16.02.2012, 17:21 Uhr | dapd
Gut vier Wochen nach der Havarie des Kreuzfahrtschiffes "Costa Concordia" gilt auch eine 60-Jährige aus Adlershof weiter als vermisst. Neben der Trauer haben Angehörige und Freunde in der kommenden Zeit auch schwierige bürokratische Dinge zu bewältigen. Dabei geht es auch darum, die Vermissten am Ende offiziell für tot erklären zu lassen. Im Falle einer solchen Schiffskatastrophe könnte dies innerhalb weniger Monate geschehen.
"Wenn nach einem Schiffsuntergang deutsche Passagiere verschollen sind, kommt das Verschollenheitsgesetz zur Anwendung", sagte der Sprecher des Bundesjustizministeriums, Thorsten Bauer, am Mittwoch auf dapd-Anfrage. Dieses regelt, wann und unter welchen Umständen vermisste Menschen für tot erklärt werden können.
Als verschollen gelten demnach Vermisste, deren Aufenthaltsort längere Zeit unbekannt ist und die kein Lebenszeichen von sich gegeben haben. Außerdem muss der Tod der Betroffenen wahrscheinlich sein, feststehen darf er jedoch nicht. Verschwindet ein Mensch unter diesen Umständen und ohne bekannten Grund, kann er laut Gesetz zehn Jahre nach Ende des Jahres des Verschwindens für tot erklärt werden. Bei Menschen über 80 Jahren sind es nur fünf Jahre.
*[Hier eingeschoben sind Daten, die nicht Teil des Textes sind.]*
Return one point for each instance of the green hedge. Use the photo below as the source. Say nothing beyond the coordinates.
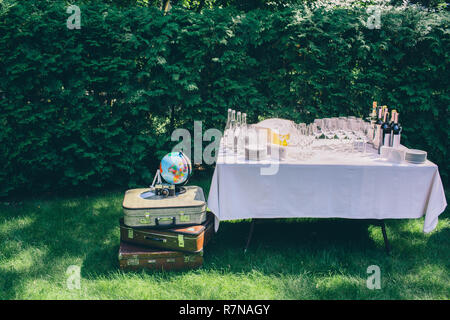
(92, 108)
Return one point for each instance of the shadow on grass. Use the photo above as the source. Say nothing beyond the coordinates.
(85, 232)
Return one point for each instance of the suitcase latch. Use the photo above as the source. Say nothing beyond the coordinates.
(181, 241)
(146, 219)
(185, 218)
(133, 262)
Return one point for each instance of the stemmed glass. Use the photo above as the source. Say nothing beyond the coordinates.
(329, 130)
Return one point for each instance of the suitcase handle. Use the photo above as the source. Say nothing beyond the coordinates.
(172, 223)
(154, 239)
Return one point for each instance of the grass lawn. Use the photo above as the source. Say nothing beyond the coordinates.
(288, 259)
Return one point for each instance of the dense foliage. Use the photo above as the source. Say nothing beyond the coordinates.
(95, 107)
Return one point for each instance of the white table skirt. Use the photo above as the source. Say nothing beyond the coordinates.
(326, 186)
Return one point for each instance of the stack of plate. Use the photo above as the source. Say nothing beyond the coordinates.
(415, 156)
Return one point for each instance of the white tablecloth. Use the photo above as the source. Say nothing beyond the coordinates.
(326, 186)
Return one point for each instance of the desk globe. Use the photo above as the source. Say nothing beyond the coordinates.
(175, 168)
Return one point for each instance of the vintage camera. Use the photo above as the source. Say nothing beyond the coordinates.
(165, 190)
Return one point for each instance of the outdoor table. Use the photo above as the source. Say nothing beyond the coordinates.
(327, 185)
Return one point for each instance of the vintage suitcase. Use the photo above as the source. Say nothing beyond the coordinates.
(144, 209)
(132, 257)
(188, 239)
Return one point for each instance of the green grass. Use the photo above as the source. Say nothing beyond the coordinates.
(288, 259)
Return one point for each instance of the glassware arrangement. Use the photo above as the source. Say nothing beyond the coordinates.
(347, 135)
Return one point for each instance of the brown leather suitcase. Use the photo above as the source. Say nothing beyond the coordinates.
(187, 239)
(143, 208)
(132, 257)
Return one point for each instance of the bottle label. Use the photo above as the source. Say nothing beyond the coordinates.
(387, 140)
(396, 141)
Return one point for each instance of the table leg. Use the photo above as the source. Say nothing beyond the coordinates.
(386, 241)
(250, 234)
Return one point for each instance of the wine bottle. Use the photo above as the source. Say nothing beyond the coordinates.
(393, 112)
(387, 130)
(230, 136)
(243, 134)
(396, 132)
(377, 129)
(237, 131)
(227, 129)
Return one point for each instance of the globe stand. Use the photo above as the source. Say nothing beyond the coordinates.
(158, 180)
(179, 190)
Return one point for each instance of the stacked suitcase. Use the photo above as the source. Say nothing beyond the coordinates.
(164, 233)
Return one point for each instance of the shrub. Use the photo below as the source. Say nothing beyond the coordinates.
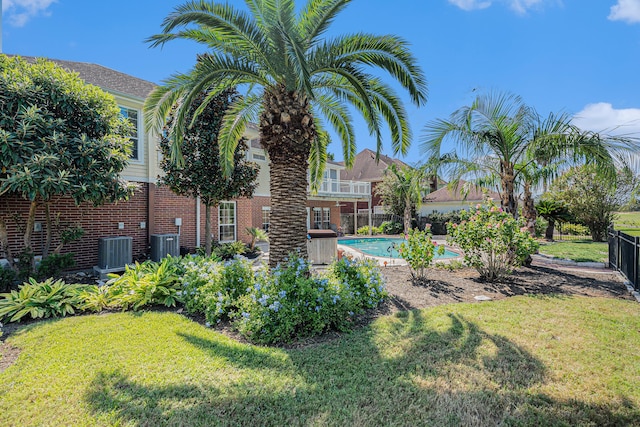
(146, 284)
(493, 241)
(364, 231)
(41, 300)
(391, 227)
(53, 264)
(213, 288)
(418, 250)
(292, 303)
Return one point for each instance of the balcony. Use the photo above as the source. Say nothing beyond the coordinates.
(335, 188)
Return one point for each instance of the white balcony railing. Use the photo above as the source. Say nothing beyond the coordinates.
(338, 188)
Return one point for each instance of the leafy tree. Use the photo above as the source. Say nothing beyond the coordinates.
(592, 198)
(553, 211)
(298, 82)
(200, 173)
(58, 136)
(502, 136)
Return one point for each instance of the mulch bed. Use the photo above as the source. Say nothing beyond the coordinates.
(444, 287)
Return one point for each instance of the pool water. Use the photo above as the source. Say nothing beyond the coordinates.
(386, 247)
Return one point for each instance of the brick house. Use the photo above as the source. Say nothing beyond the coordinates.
(156, 210)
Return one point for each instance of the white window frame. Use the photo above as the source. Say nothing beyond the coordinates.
(221, 206)
(138, 138)
(266, 210)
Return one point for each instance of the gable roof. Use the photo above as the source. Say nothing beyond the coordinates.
(365, 167)
(445, 195)
(106, 78)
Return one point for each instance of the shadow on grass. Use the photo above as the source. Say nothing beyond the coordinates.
(402, 370)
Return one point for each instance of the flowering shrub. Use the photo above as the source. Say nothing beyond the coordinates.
(213, 288)
(290, 302)
(419, 250)
(493, 242)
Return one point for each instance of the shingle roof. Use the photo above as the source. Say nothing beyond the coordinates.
(106, 78)
(365, 167)
(446, 195)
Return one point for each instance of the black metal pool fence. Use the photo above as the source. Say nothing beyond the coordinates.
(623, 255)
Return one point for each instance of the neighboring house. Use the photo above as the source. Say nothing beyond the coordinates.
(445, 200)
(365, 168)
(156, 210)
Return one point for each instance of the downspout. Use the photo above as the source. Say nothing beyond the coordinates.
(198, 221)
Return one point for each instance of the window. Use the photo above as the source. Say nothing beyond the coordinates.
(326, 219)
(227, 221)
(266, 218)
(317, 218)
(132, 115)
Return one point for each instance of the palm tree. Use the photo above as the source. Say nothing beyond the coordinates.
(297, 83)
(501, 137)
(408, 185)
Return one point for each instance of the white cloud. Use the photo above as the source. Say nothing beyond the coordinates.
(519, 6)
(19, 12)
(470, 4)
(602, 117)
(626, 10)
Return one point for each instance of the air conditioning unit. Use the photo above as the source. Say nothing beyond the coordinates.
(114, 252)
(163, 245)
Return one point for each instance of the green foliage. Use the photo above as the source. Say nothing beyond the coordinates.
(291, 303)
(41, 300)
(364, 230)
(145, 284)
(8, 277)
(493, 242)
(419, 250)
(391, 227)
(53, 264)
(213, 288)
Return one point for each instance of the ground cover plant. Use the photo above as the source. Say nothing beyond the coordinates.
(577, 250)
(523, 361)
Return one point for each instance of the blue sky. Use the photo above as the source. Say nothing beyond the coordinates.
(580, 57)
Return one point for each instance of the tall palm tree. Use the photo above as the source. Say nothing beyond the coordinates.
(500, 137)
(298, 82)
(408, 186)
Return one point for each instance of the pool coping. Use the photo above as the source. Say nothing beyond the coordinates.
(388, 261)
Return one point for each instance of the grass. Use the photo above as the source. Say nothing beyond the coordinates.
(522, 361)
(577, 250)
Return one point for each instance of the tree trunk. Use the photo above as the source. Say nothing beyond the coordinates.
(529, 210)
(48, 235)
(287, 131)
(4, 242)
(548, 234)
(507, 196)
(407, 216)
(207, 230)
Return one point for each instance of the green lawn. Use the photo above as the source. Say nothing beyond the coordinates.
(520, 361)
(577, 250)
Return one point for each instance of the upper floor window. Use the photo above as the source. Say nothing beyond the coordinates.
(132, 115)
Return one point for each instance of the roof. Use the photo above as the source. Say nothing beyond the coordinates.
(446, 195)
(106, 78)
(365, 167)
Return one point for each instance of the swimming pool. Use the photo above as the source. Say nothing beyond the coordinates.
(385, 247)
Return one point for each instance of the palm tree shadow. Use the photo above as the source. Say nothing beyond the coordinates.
(405, 358)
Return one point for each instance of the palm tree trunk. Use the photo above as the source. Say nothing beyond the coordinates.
(507, 196)
(286, 131)
(529, 210)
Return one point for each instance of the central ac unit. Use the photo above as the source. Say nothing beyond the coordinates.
(114, 252)
(163, 245)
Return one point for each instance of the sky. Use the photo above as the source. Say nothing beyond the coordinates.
(581, 57)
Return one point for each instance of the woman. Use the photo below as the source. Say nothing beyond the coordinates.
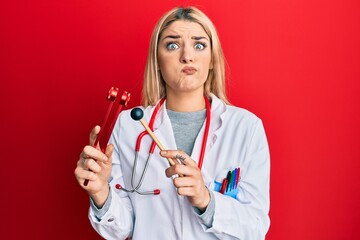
(210, 144)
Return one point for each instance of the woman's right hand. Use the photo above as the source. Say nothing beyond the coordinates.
(95, 166)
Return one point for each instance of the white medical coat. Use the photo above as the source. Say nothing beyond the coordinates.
(236, 139)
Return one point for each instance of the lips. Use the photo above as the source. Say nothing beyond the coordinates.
(189, 70)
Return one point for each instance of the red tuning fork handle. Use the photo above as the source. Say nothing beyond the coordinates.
(107, 126)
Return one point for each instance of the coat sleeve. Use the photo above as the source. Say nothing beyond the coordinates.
(117, 223)
(246, 217)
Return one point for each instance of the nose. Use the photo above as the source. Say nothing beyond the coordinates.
(187, 55)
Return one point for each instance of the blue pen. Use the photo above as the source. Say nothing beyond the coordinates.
(228, 177)
(234, 179)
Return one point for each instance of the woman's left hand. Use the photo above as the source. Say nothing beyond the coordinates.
(191, 184)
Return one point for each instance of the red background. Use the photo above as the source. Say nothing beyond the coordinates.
(294, 63)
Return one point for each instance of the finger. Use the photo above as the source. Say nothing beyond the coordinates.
(109, 150)
(92, 165)
(93, 135)
(183, 182)
(179, 169)
(91, 152)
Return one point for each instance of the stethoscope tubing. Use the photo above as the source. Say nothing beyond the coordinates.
(152, 147)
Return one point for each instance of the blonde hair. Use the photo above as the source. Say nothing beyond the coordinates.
(154, 85)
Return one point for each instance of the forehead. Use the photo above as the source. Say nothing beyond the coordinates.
(182, 28)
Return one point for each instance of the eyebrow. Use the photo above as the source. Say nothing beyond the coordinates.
(178, 36)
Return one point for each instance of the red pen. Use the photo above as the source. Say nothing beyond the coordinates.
(223, 186)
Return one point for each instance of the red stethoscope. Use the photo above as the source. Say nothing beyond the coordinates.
(136, 187)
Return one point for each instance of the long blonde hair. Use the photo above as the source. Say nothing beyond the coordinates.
(154, 85)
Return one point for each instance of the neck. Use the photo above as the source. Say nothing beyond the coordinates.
(185, 102)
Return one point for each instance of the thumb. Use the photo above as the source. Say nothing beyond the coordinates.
(109, 150)
(93, 135)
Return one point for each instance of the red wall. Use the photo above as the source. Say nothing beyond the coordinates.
(295, 63)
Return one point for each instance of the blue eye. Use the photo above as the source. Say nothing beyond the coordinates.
(200, 46)
(172, 46)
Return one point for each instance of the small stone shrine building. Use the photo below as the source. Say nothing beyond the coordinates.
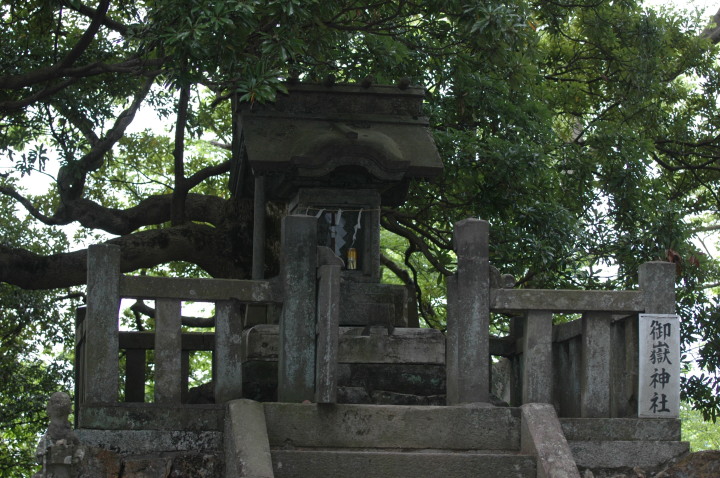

Bei Unglücken wie der Havarie der "Costa Concordia" greifen Sonderregelungen, da der Tod der Betroffenen als sehr viel wahrscheinlicher angesehen wird. Im Fall eines Schiffsuntergangs können nach Paragraf fünf die vermissten Passagiere bereits sechs Monate nach dem Untergang für tot erklärt werden.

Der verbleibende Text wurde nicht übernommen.